Judgment of the Court of Appeal of Évora of 10.09.2015
Judicial Exclusion of Partner – Active Legal Capacity
As regards private limited companies (quota companies), the law provides the possibility of judicial exclusion of a partner who, through a conduct that is disloyal or seriously disturbs the operation of the company, has caused or may cause significant losses. As a requirement for exercising the judicial exclusion of a partner, the law requires a resolution by the partners, on bringing an action against the offending partner.
In this case, the company only had two partners. The exclusion action was brought by one partner against the other, on the grounds that his conduct was disloyal and detrimental to the interests of company. The partner initiated procedures in his own name and not in the name of the company, as provided in the law. The partner claimed that the existence of a decision by the company would make no sense in this specific case, since it would entail calling a general meeting, which would only be attended by the two partners – plaintiff and defendant. In his opinion, in such a situation, calling a general meeting would have the perverse effect of the offending partner being informed (and possibly voting) about the intention of the other partner to bring an action against him, with a view to his exclusion from the company.
In his defence, the other partner raised the lack of legal capacity of the (plaintiff) partner to bring the action, claiming that proceedings should always have been brought by the company itself, based on the existence of a company decision that validated its intent s.
The court of first instance accepted the interpretation of the defendant, having deemed that the partner was not a lawful plaintiff in the action. An appeal was submitted to the Court of Appeal of Évora, which supported the same interpretation: the legal c apacity to exercise the right to exclude a partner of a private limited company belongs to the company and the exercise of this right must always be preceded by a decision of the competent internal body (The General Meeting), regardless of the number of partners.
To support its theory, the Court of Appeal of Évora presented the following arguments: (i) legal capacity is analysed by reference to the direct interest in bringing the action, this interest expressed by the usefulness that can result from a favourable decision.

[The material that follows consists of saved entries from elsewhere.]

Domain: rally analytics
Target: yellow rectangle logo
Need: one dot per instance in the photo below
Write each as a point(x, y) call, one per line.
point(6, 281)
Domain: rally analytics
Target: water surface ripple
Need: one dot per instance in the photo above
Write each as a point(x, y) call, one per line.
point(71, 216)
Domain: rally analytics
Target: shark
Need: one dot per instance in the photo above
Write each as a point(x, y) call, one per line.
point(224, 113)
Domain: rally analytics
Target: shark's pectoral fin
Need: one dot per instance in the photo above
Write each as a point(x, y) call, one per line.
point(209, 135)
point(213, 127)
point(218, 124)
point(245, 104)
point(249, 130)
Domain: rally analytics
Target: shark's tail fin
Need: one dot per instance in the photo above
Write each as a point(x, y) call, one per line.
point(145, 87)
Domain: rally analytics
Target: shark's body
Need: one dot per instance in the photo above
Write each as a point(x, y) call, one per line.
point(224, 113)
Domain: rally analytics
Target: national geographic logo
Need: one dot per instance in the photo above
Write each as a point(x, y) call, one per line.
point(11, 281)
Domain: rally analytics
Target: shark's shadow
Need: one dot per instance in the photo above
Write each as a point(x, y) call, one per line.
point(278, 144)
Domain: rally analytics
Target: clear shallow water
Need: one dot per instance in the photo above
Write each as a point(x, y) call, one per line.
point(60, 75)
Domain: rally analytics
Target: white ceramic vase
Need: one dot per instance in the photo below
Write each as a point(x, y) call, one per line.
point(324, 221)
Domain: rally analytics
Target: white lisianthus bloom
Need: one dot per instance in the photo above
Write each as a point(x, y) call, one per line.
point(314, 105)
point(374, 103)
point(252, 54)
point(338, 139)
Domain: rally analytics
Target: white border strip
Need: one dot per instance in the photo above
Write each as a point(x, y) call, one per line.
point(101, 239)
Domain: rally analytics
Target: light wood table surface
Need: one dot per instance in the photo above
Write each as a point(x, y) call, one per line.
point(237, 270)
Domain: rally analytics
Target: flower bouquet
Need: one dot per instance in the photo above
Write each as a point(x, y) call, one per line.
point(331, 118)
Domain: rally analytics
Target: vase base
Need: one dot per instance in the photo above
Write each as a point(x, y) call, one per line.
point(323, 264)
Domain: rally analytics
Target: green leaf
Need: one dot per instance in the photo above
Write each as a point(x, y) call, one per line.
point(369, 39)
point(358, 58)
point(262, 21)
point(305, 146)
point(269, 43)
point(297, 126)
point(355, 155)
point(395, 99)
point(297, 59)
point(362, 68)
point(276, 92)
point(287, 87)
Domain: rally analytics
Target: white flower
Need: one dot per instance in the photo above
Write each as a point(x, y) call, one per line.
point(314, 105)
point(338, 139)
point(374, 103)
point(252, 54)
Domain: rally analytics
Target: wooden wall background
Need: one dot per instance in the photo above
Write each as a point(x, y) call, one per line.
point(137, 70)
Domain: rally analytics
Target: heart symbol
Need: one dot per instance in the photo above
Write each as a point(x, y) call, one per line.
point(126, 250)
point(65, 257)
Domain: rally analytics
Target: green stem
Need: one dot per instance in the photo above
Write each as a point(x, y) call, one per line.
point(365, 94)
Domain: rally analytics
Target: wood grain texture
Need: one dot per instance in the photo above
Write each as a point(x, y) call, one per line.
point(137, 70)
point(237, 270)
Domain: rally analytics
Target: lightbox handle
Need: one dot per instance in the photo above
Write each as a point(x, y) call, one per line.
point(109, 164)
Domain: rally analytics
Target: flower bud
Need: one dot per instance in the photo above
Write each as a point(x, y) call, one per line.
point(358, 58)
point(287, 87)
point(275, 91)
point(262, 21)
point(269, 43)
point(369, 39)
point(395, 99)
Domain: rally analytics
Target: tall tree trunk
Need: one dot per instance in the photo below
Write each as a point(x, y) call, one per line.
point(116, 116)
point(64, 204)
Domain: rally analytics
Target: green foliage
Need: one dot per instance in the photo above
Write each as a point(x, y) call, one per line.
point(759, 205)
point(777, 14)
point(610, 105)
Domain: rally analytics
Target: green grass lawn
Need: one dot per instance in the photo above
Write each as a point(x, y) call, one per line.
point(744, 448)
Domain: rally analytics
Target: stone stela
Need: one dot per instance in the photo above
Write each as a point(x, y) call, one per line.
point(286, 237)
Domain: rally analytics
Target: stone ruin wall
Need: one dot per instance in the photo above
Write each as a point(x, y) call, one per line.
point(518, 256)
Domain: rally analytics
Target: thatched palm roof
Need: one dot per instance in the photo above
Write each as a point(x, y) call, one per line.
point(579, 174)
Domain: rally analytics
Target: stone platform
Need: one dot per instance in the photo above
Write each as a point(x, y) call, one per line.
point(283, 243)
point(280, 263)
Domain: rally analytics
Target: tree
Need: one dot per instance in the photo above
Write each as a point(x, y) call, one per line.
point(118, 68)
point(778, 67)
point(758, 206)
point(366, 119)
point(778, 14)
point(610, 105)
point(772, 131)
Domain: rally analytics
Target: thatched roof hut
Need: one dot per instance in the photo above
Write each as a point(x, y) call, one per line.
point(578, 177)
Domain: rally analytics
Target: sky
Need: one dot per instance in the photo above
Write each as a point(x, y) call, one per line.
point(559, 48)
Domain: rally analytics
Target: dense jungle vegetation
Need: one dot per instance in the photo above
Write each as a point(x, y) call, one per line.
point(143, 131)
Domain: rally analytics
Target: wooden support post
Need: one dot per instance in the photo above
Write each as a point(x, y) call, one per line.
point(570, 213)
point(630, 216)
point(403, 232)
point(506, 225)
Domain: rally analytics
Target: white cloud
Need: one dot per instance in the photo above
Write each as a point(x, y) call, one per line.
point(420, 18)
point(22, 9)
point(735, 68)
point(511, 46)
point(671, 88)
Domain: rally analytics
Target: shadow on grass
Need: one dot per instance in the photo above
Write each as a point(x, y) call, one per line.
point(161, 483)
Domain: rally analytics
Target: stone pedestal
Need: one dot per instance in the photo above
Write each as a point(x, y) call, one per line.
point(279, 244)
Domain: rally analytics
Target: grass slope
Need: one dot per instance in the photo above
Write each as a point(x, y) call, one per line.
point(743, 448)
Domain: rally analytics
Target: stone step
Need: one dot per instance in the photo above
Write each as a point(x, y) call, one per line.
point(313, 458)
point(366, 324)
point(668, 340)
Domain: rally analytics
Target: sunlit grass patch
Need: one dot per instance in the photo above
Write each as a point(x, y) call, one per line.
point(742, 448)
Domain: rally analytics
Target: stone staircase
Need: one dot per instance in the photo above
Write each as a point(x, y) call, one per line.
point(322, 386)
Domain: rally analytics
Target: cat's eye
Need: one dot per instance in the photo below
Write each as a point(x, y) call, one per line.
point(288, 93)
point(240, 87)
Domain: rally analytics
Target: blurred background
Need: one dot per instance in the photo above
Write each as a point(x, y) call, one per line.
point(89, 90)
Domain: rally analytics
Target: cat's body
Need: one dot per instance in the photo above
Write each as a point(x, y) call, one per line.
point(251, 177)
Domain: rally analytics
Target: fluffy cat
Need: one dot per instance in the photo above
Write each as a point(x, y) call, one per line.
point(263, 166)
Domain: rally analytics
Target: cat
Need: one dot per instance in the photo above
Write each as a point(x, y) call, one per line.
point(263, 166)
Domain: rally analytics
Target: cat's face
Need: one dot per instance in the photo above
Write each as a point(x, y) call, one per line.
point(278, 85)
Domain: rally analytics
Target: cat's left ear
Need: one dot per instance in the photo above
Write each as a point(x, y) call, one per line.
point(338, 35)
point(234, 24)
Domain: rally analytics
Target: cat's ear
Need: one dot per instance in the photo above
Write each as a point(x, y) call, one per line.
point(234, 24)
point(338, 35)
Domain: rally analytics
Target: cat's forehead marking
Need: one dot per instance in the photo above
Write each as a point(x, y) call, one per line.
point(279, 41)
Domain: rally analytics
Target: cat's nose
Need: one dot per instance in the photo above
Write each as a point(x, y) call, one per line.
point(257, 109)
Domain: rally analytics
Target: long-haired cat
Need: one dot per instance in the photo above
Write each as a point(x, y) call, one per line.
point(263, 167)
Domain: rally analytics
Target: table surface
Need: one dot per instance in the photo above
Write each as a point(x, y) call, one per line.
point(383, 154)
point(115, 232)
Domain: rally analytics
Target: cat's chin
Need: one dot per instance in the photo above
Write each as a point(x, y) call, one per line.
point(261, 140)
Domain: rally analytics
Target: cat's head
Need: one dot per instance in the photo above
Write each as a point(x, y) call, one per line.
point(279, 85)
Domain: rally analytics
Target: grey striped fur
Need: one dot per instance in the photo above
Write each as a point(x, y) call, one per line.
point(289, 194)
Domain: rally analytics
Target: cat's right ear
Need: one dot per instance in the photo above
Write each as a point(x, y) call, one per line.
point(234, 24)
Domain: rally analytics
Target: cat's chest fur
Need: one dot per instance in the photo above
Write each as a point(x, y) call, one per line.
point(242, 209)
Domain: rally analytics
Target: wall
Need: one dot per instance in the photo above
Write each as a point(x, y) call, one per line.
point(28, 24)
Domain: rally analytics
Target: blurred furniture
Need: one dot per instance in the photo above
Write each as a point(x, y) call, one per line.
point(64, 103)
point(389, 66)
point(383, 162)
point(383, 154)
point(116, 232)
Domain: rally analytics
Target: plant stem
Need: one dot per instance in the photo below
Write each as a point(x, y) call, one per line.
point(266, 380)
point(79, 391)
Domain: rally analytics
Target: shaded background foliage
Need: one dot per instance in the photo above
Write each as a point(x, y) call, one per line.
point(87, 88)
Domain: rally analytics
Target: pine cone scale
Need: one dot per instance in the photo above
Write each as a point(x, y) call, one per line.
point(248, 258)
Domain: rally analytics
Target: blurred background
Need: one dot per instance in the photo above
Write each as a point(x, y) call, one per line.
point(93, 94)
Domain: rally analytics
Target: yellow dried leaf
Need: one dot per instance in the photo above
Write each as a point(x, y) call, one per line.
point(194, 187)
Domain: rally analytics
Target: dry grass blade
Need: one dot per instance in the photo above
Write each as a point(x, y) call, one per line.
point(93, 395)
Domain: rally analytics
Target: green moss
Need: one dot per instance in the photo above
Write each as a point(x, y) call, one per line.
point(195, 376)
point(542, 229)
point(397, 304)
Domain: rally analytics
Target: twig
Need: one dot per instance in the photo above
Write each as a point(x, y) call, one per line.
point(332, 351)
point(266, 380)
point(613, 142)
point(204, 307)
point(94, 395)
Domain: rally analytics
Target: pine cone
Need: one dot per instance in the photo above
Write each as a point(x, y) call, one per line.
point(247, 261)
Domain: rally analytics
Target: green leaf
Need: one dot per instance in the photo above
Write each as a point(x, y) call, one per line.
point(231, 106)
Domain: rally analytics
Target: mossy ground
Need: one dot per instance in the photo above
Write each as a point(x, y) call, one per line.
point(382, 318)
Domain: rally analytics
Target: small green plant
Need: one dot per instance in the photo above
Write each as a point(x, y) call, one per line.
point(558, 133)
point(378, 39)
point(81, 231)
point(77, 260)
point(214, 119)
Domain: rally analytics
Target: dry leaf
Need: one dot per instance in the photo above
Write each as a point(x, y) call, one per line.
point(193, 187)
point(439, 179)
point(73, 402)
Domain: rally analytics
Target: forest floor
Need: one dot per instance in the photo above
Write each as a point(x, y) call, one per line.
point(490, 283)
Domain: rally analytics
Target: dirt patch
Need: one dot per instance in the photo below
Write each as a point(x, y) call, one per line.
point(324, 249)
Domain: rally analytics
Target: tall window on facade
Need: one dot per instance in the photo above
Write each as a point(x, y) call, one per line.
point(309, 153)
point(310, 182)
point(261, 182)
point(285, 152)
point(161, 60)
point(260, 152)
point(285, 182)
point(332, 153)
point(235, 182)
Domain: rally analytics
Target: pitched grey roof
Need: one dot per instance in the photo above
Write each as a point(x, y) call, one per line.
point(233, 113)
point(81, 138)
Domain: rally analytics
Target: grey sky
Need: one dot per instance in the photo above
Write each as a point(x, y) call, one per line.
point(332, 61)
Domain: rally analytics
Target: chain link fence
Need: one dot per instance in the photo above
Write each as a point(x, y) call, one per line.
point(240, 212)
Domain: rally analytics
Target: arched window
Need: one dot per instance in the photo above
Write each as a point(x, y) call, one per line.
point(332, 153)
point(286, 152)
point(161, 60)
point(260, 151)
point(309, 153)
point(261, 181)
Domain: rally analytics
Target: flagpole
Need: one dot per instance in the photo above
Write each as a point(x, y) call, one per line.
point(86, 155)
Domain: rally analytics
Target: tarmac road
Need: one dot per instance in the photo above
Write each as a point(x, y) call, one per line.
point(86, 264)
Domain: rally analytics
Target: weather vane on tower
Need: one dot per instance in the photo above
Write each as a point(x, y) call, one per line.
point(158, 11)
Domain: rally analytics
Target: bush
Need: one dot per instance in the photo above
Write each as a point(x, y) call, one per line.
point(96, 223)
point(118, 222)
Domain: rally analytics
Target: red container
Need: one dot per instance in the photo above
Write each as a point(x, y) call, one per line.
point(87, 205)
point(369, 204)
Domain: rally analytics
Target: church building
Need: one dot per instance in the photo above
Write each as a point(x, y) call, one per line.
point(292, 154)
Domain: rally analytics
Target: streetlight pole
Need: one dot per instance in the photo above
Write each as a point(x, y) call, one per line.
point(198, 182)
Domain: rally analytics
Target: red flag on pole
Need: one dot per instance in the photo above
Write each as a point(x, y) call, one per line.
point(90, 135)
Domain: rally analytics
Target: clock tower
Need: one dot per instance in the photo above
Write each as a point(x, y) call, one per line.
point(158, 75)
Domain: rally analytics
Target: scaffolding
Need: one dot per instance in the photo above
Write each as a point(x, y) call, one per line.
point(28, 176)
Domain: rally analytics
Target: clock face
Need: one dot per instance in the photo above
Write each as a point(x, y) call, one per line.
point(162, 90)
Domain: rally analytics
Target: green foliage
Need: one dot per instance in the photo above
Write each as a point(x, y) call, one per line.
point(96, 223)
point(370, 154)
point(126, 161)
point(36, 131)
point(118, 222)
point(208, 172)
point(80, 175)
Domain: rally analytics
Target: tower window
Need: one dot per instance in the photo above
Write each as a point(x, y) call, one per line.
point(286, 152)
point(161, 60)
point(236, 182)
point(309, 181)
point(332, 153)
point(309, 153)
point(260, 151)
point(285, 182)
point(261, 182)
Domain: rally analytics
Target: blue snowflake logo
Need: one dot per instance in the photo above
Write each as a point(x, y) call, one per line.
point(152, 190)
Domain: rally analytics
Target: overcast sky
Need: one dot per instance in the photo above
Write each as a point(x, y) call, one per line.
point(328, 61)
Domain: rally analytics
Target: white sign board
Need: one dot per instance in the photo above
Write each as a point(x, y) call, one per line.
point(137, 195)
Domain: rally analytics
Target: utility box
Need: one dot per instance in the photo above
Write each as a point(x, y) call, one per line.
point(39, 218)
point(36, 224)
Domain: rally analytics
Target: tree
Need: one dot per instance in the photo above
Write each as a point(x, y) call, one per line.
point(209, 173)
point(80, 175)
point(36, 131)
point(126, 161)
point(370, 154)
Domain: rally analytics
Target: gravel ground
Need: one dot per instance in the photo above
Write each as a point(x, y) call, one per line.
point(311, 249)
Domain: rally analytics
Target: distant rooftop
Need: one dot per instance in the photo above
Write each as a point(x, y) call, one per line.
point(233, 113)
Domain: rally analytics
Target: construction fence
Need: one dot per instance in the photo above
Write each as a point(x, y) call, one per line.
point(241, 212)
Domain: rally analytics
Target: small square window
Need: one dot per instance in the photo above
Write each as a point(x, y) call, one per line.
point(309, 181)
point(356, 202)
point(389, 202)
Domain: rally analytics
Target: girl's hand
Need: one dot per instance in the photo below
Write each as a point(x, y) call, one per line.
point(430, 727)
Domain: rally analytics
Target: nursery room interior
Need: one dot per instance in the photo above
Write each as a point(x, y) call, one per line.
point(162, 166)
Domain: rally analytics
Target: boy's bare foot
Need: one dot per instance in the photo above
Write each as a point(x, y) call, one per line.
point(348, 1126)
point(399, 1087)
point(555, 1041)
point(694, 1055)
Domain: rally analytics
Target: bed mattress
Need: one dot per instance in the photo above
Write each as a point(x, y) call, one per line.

It is indeed the company (and not the partner) that is the legal entity whose rights and interests have been harmed by the attitude of the defendant partner and therefore has an interest in suing that person; (ii) the company “speaks” thro ugh resolutions of its partners, for which reason this instrument (a resolution of the general meeting) can never be considered unnecessary or superfluous; (iii) the formality associated with need for a resolution is not excessive, since the partner to be excluded, although prevented from voting, would not be prevented from taking his place at the general meeting intended to decide upon the exercise (or not) of the right to exclusion. This is a core right of the partner, as stated in the law.